Wednesday, June 28, 2006


While in the San Francisco Bay Area I went to see a performance of Moliere's The Miser at Berkeley Rep. When I'm trying to describe something, I usually say "it's like this only this is different." It wasn't like anything. There was a stage and seats and sets and lighting and costumes. That much was the same.

The performance began with a sheet of translucent plastic covering the stage, and the acting went on behind it. I speculated what it would be like if the whole play was like that, but soon the plastic was removed. The house is collapsing, plaster is falling and the roof leaks very badly. Everyone wears rags, including strangers who arrive from elsewhere. We weren't clear about that part.

It was played with very broad, extremely physical slapstick. I was trying to imagine the auditions for this production. People would read lines and then they would do an extra audition for the slapstick.

Both the miser and his son wish to marry the same young woman. There is a marriage broker with a fondness for true love. And there is a happy ending.

Stephen Epp played the miser himself.

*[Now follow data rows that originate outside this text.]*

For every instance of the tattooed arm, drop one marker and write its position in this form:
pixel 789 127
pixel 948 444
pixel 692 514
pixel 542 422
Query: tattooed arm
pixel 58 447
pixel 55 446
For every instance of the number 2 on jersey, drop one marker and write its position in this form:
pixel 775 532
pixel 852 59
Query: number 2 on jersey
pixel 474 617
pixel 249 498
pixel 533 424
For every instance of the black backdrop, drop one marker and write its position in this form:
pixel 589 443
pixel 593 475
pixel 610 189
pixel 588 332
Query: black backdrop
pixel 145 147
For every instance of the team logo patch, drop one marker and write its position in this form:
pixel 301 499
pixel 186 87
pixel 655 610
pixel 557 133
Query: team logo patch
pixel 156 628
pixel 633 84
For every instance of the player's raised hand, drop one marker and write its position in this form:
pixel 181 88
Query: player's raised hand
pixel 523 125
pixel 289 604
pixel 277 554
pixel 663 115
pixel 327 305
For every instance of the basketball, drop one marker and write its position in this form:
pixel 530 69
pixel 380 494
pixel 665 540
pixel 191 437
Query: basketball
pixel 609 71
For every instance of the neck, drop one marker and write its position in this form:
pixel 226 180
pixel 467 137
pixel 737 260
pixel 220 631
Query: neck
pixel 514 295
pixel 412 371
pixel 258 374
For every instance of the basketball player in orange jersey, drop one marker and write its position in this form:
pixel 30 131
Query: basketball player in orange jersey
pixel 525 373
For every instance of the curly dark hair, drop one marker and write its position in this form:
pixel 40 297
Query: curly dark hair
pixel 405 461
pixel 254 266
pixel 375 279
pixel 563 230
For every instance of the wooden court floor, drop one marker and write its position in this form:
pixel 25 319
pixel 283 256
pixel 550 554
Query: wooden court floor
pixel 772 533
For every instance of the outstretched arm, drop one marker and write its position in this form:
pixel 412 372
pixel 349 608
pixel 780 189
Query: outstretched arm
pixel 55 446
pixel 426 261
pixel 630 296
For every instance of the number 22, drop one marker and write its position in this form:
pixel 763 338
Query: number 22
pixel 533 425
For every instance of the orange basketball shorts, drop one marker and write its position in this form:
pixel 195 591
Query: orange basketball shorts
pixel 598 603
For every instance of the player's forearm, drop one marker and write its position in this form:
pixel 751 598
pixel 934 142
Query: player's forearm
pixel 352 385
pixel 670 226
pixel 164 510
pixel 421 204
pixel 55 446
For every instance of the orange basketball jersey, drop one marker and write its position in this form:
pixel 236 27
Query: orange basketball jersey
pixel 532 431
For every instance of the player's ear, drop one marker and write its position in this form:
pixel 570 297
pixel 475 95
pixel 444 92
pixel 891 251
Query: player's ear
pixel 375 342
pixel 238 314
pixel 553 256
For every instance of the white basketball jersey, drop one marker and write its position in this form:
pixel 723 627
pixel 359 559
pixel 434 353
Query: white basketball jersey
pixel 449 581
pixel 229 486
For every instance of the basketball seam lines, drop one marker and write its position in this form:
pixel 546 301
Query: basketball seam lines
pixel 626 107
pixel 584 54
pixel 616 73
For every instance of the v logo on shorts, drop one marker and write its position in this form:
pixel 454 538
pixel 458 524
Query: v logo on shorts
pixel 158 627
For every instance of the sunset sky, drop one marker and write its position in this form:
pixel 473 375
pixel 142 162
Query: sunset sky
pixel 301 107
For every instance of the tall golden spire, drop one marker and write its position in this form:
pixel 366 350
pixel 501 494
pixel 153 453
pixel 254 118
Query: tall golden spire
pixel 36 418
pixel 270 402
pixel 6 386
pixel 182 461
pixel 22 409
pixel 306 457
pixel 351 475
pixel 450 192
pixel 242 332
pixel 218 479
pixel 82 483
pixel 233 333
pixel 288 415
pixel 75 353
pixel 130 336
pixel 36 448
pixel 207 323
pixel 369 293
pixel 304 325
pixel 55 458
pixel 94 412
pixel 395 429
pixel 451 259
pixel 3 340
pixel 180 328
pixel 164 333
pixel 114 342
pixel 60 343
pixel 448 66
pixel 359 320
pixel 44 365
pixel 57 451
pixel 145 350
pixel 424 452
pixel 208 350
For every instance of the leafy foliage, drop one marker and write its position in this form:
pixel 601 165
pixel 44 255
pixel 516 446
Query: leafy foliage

Perhaps it is possible to be too cheap, but we may all comfort ourselves in the knowledge that we are not this cheap.

Sarah Agnew as Elise was like gossamer.

David Raimey as Master Jacques was simplly unbelievable--bizarre and mysterious.

There was an atmosphere of overwhelming madness beyond anything I have ever seen on the stage. It was fabulously creative and deeply satisfying, worthy of a Johnny Depp movie. I wasn't going to write about it, and perhaps I still haven't.